Objection #9 to Following a Realistic Investing Strategy — The Future Might be Different than the Past
It’s true that the future might be different than the past. There are always surprises. Sensible investors should take that reality into consideration in the formation of their investing strategies.
Still, the chances are good that stocks will perform in the future at least somewhat as they always have in the past. Counting on stocks performing in totally new ways is a long-odds bet.
Objection #10 to Following a Realistic Investing Strategy — Prices Have Been High for a Long Time and Yet Stocks Have Not Done All That Bad
The valuation-informed investor has had available to him safe investment classes providing an annualized real return of 3.5 percent or better since January 1998. The returns provided by those investment classes have beat the return provided by an investment in the S&P index for close to ten years running, and at far less risk. Stocks have not been performing as we were told they are “supposed to” by those who argue for ignoring valuations for a long time now.
The historical data indicates that the story for those overinvested in stocks is likely to get worse before it gets better. No one can effectively predict the short-term. The economic realities control the long-term. The economic realities say that we are likely to see something in the neighborhood of a 40 percent real drop in the purchasing power of our stock investments (this figure includes the effect of dividends earned during the time of the price drop) in the not-too-distant future. It could be more or it could be less.

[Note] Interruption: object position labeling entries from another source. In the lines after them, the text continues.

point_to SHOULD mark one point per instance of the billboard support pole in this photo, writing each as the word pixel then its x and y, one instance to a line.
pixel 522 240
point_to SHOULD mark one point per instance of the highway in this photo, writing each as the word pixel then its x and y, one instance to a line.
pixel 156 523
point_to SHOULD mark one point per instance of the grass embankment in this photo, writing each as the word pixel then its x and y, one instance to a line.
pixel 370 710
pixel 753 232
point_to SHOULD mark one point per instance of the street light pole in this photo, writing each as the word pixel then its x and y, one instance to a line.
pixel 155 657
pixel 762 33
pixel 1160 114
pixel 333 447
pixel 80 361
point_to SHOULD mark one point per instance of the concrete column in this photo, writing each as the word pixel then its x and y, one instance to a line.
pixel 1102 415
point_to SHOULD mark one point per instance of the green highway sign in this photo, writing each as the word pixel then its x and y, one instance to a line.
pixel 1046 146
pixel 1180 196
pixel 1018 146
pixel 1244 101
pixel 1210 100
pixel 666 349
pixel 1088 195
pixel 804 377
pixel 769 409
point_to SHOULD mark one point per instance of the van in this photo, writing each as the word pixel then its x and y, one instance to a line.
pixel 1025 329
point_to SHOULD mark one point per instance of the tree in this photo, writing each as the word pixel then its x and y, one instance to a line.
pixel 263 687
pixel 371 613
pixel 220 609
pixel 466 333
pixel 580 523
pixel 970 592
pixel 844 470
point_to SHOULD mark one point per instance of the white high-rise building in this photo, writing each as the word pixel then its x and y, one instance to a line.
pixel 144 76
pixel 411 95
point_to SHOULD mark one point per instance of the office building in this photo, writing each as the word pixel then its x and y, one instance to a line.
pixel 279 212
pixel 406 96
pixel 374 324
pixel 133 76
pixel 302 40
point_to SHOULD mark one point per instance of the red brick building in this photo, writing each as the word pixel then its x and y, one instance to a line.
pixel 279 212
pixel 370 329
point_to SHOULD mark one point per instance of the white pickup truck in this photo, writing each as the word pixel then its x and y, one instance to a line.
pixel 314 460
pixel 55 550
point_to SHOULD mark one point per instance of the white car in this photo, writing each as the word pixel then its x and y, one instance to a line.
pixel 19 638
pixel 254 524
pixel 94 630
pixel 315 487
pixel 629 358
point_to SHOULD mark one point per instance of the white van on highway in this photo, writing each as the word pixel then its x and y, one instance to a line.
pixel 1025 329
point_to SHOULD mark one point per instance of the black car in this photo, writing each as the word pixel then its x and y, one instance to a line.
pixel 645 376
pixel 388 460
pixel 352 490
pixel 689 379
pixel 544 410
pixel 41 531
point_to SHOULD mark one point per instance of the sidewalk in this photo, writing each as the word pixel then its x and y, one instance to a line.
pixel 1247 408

The fact that stocks performed exceedingly well during the 1990s offers little comfort to the investor seeking to follow a realistic investing strategy. The money used to finance the excess returns of the 1990s did not fall from the sky. Those returns were paid for by the stock investors of the future. The future is now. Today’s stock investors are being paid too little for the risk they have taken on because yesterday’s stock investors were paid too much for the risk they took on.
Prices go to unrealistic and unsustainable levels in wild bull markets. Common-sense investors ignore that junk. We invest in stocks, yes. But we aim to follow a realistic investing strategy when doing so. We lower our stock allocations when prices get out of hand. That’s one of the reasons why we are able to achieve financial freedom so much earlier in life than most others.